Keywords

1 Introduction

Over the last decade, a significant amount of research has been conducted to investigate the effectiveness of mobile learning apps in school education [1]. The number of apps has increased exponentially in the last decade and there are millions of educational apps available for educators and students. However, with overload of choice, and the increasing speed of technological development—much of which is driven by corporate markets rather than education [2], it has become challenging for teachers to efficiently select an app that best supports appropriate learning activity types and assessment strategies, and associated pedagogical preferences [3]. To add to these challenges, the majority of apps in repositories such as the iTunes Store are ‘drill and practice’ or ‘instructive’ in nature [4], underpinned by traditional behaviourist principles—essentially replicating traditional transmissionist approaches to learning [5,6,7]. As mobile apps develop and proliferate, the challenge for educators is to move beyond the hype and rhetoric [8] to focus on new mobile pedagogical opportunities with apps.

App stores often provide the facility for user feedback (comments and ratings) in order to help teachers select apps, and for app developers to improve their designs. These customer ratings and reviews play a critical role in the mobile app market and directly influence app downloads. User feedback has already been used by practitioners and app developers as a source of information in activities such as selection of apps, customer satisfaction, versioning, and bug reports [9,10,11]. However, the main challenge is processing and synthesising this feedback into useful information. Considering review volumes, analysing every review manually is laborious and time consuming.

Sentiment analysis is an automated approach that aims to determine the polarity of sentiments and emotions within large textual datasets [12]. This approach is used to develop tools for calculating and monitoring the attitude and behaviour of app users from their feedback, comments and reviews in online social media and app review sites [10]. Sentiment analysis tools are a powerful utility in app ranking and selection; however, it has so far been underutilized in the education domain.

In this paper, we present the results of our preliminary investigation exploring the utility of a new technique for evaluating the pedagogical affordances of educational apps. The feedback and comments of app users are assessed for their alignment against evaluation criteria from a well-accepted, rigorous mobile pedagogical framework [13]. This framework focuses on three distinctive mobile pedagogies: personalization, authenticity, and collaboration. The objective of our research is to explore the utility of our novel technique incorporating sentiment analysis and informed by the m-learning pedagogical framework [13].
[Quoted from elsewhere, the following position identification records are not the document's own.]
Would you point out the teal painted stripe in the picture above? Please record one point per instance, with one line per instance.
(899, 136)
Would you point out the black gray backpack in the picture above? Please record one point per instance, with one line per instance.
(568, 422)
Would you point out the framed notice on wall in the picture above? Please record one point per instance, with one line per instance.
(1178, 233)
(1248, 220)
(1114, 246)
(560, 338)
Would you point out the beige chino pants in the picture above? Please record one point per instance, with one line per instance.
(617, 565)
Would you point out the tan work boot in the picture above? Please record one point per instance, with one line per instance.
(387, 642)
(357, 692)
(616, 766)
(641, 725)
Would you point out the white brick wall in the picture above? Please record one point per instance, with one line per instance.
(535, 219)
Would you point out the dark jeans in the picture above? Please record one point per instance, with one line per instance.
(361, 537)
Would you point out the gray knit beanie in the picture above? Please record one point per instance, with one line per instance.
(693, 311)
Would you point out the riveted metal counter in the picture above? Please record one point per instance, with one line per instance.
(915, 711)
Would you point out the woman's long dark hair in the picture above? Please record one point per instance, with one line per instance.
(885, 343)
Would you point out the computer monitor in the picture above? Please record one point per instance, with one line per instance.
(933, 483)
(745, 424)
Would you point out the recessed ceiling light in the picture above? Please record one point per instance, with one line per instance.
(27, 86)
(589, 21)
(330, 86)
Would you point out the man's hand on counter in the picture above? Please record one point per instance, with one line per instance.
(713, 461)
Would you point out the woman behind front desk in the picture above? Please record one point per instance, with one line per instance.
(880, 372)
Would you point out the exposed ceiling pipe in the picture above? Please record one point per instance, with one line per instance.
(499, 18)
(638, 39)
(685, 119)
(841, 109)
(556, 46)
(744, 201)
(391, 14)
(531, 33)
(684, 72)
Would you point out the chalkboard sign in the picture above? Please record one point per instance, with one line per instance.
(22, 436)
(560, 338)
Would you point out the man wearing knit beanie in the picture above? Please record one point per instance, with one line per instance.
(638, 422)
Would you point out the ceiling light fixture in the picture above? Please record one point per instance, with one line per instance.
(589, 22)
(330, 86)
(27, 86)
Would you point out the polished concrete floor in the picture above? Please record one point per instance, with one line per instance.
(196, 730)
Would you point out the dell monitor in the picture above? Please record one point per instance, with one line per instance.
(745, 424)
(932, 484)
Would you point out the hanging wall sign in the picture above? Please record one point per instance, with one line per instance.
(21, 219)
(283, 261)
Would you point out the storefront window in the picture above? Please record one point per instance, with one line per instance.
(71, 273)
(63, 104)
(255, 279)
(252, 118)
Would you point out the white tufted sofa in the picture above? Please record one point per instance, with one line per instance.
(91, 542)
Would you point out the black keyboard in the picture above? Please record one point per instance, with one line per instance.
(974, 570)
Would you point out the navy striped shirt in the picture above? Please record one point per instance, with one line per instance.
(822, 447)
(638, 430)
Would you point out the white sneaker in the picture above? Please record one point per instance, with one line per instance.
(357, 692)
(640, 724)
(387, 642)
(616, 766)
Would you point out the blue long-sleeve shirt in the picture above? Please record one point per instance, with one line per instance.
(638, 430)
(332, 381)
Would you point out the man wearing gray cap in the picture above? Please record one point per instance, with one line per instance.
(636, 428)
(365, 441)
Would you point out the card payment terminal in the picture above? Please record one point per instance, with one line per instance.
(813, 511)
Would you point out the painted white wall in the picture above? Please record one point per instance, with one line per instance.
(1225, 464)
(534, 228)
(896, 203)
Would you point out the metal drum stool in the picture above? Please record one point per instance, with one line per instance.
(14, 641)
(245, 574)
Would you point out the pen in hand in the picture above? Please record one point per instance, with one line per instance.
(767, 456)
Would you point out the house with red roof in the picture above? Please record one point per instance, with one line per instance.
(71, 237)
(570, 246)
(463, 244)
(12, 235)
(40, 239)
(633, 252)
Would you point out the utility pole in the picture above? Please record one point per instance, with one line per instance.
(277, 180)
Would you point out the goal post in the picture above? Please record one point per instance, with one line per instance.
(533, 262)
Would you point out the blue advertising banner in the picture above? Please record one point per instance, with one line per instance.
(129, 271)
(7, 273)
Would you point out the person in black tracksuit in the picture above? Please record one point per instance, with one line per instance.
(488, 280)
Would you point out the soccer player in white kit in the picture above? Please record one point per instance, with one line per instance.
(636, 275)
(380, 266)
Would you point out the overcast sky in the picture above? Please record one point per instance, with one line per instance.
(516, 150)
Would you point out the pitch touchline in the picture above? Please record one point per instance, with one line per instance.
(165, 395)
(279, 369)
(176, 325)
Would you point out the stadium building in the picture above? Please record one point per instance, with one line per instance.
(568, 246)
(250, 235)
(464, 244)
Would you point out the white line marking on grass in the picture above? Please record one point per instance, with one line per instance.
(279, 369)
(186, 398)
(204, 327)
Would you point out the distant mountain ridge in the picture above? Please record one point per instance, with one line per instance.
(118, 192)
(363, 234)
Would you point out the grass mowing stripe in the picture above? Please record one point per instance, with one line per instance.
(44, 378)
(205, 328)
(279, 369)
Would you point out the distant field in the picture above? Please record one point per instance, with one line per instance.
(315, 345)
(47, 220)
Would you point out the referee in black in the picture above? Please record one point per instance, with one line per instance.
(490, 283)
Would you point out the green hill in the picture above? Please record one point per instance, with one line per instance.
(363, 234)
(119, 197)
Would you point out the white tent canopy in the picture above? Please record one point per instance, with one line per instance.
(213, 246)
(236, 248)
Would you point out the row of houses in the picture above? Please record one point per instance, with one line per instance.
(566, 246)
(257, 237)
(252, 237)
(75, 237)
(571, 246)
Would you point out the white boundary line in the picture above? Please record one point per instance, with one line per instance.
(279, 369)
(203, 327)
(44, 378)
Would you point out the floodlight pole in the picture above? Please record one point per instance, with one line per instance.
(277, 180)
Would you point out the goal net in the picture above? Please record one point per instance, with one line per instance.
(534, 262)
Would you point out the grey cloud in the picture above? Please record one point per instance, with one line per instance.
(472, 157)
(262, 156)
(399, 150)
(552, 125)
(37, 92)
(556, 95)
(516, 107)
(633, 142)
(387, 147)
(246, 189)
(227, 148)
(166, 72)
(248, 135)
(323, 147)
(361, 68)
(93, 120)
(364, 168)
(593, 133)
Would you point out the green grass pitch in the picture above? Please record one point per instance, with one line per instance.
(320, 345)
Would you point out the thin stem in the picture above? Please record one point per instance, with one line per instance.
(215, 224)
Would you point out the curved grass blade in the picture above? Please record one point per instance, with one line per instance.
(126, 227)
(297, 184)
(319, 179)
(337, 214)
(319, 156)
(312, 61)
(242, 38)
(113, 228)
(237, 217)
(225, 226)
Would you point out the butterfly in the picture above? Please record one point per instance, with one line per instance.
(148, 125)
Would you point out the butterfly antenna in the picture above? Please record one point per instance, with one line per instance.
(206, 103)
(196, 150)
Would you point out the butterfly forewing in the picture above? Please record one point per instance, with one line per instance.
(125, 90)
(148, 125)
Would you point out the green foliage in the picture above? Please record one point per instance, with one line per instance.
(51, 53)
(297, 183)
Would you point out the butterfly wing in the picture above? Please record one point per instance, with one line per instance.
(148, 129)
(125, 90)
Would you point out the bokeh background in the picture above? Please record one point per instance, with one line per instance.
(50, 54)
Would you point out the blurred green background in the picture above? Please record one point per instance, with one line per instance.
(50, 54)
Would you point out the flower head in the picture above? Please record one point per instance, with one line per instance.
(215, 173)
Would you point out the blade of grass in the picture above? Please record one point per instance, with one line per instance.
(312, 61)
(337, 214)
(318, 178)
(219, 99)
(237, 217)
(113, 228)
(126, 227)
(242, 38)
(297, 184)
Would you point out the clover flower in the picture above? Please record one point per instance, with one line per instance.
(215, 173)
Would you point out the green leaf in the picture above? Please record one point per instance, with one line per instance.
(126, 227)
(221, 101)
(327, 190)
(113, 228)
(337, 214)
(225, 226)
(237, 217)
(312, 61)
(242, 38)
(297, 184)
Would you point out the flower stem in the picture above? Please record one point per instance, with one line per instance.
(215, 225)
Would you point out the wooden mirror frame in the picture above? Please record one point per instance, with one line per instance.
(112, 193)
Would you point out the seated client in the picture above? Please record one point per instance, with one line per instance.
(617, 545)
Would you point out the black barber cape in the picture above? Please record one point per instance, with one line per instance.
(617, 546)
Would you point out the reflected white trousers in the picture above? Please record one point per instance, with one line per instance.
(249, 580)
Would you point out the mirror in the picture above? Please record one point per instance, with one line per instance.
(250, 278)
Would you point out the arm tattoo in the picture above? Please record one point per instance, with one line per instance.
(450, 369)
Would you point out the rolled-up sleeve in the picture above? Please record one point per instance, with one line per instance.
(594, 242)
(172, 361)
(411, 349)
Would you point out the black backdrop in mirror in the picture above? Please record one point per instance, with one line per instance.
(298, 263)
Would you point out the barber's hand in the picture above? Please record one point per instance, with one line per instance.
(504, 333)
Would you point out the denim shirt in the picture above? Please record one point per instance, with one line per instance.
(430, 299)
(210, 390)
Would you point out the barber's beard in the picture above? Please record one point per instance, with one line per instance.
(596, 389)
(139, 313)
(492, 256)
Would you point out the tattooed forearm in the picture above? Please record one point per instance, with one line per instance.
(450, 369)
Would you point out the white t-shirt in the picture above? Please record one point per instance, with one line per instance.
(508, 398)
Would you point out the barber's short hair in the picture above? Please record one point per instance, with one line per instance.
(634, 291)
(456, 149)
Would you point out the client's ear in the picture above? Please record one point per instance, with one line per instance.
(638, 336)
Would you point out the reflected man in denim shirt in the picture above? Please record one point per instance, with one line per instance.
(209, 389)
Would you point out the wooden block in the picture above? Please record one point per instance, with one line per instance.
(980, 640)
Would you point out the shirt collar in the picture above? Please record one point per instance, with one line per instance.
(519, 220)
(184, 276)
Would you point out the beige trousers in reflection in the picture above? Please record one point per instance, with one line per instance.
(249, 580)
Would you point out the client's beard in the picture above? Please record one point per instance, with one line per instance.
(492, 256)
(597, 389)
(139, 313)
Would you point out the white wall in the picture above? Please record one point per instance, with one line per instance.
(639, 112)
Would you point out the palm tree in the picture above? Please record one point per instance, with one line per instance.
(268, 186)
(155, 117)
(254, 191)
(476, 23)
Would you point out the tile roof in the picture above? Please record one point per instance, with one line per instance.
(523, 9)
The main contributions of this research are: (1) Feature based sentiment analysis using the three mobile pedagogical constructs i.e. personalization, authenticity, and collaboration; and (2) initial confirmation of the usefulness of sentiment analysis for evaluating apps in education.

2 Background

2.1 Mobile Learning

Mobile learning (or m-learning) is described in numerous ways, but these descriptions all consider the nexus between working with mobile devices and the occurrence of learning: the process of learning mediated by a mobile device. Numerous characteristics of m-learning have been identified in the literature [14].

Over the last decade, a significant number of initiatives have been launched that aim to fully utilize and exploit mobile technologies and apps for educational purposes [15]. There is evidence that m-learning environments enhance students’ performance [16, 17]. However, increase in the use of mobile devices does not imply their effective incorporation in educational policies and in practice, mobile devices are not effectively utilised in formal education [18, 19] for a variety of reasons [17, 20].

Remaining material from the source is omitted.